Hintergrund ist, dass in den offenen Fahrerzellen die behelmten Köpfe der Formel-1-Piloten etwa durch herumfliegende Unfalltrümmer gefährdet sind. Vergangenes Jahr war der Franzose Jules Bianchi seinen schweren Kopfverletzungen erlegen, die er sich 2014 beim Grand Prix in Japan zugezogen hatte.

Zudem sei man bei Red Bull mit den aktuellen Kapazitäten am Limit, erklärte Marko. "Wir entwickeln das aktuelle WM-Auto bis zum Schluss und arbeiten auch schon am neuen Fahrzeug für 2017." Außerdem habe man wegen des neuen Reifenreglements ein eigenes Interims-Chassis entwickeln müssen.

Doppelsitzer schon nächstes Jahr?
Die Entwicklungs-Ressourcen sind auch der Grund warum noch nicht fest steht, wann der Red-Bull-Doppelsitzer erstmals zur Verfügung stehen wird. Marko: "Wir wissen derzeit nicht, ob es sich für nächstes Jahr schon ausgeht." Doppelsitzer haben bisher auch schon McLaren oder Minardi konstruiert bzw. eingesetzt.
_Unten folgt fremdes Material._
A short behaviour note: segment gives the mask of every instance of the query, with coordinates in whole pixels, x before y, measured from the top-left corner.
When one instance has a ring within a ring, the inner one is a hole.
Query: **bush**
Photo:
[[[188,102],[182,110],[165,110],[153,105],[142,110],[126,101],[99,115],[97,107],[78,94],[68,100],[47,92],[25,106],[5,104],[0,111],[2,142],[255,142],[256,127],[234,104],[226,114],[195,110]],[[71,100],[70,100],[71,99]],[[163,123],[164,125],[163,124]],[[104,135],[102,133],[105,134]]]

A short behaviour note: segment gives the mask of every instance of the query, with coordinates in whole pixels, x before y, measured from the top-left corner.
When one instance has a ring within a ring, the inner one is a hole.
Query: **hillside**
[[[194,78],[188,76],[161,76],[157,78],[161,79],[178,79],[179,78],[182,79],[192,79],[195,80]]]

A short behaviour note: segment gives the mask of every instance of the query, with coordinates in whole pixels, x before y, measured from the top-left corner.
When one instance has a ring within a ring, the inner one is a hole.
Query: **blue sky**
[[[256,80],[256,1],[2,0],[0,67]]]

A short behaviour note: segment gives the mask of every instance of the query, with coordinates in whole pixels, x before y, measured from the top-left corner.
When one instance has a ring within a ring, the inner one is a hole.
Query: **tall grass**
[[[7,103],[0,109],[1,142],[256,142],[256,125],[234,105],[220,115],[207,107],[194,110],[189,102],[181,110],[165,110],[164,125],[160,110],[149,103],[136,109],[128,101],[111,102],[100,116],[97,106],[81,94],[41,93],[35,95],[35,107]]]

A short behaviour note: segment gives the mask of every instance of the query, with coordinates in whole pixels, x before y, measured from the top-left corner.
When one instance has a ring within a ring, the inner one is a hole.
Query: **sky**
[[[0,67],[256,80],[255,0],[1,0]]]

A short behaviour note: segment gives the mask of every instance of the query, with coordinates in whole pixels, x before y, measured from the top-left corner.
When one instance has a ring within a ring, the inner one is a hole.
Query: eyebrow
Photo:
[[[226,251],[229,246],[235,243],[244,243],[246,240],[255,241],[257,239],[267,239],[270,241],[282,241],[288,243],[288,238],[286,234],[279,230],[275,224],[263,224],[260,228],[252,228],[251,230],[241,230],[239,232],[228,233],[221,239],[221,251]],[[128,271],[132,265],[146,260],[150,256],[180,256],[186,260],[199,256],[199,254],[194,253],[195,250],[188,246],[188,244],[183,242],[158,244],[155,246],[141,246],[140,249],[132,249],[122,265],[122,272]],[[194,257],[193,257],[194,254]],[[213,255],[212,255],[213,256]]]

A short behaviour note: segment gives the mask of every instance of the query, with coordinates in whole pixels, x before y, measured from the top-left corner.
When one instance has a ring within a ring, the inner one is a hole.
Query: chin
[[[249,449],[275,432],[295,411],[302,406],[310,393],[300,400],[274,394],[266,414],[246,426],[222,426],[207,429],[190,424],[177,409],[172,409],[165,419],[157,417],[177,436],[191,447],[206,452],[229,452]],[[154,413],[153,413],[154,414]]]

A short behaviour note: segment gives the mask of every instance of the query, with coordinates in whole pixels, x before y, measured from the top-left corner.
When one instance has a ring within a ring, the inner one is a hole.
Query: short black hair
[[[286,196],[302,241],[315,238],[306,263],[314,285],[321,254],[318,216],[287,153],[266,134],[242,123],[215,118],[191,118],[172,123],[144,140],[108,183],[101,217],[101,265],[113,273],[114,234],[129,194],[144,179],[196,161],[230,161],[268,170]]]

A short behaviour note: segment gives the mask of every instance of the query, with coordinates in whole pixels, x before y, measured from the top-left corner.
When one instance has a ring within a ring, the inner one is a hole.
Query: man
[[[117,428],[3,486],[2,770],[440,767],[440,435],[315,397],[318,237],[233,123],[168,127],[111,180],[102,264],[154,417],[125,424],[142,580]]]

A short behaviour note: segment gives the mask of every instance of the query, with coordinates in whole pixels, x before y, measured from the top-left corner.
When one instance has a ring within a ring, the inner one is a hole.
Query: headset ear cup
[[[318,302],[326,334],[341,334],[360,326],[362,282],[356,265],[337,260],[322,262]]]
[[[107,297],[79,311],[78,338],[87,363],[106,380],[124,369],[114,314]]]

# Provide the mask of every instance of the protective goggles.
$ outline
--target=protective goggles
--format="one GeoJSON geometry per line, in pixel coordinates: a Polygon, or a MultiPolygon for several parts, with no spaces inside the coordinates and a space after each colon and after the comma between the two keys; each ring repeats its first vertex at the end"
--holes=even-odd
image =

Man kann aber davon ausgehen, dass es sich beim Red Bull um das stärkste und schnellste Formel-1-Renntaxi aller Zeiten handeln wird. Auf die Mitfahrer - der Gast sitzt beim Zweisitzer hinter dem Piloten - kommt jedenfalls echtes Formel-1-Feeling zu. "Die Beschleunigung ist noch nachvollziehbar", sagte Marko. "Aber die Bremspunkte sind in der Formel 1 jenseits von Gut und Böse. Da kann schon sein, dass jemand vor Angst einige Funktionen verliert", scherzte der Österreicher.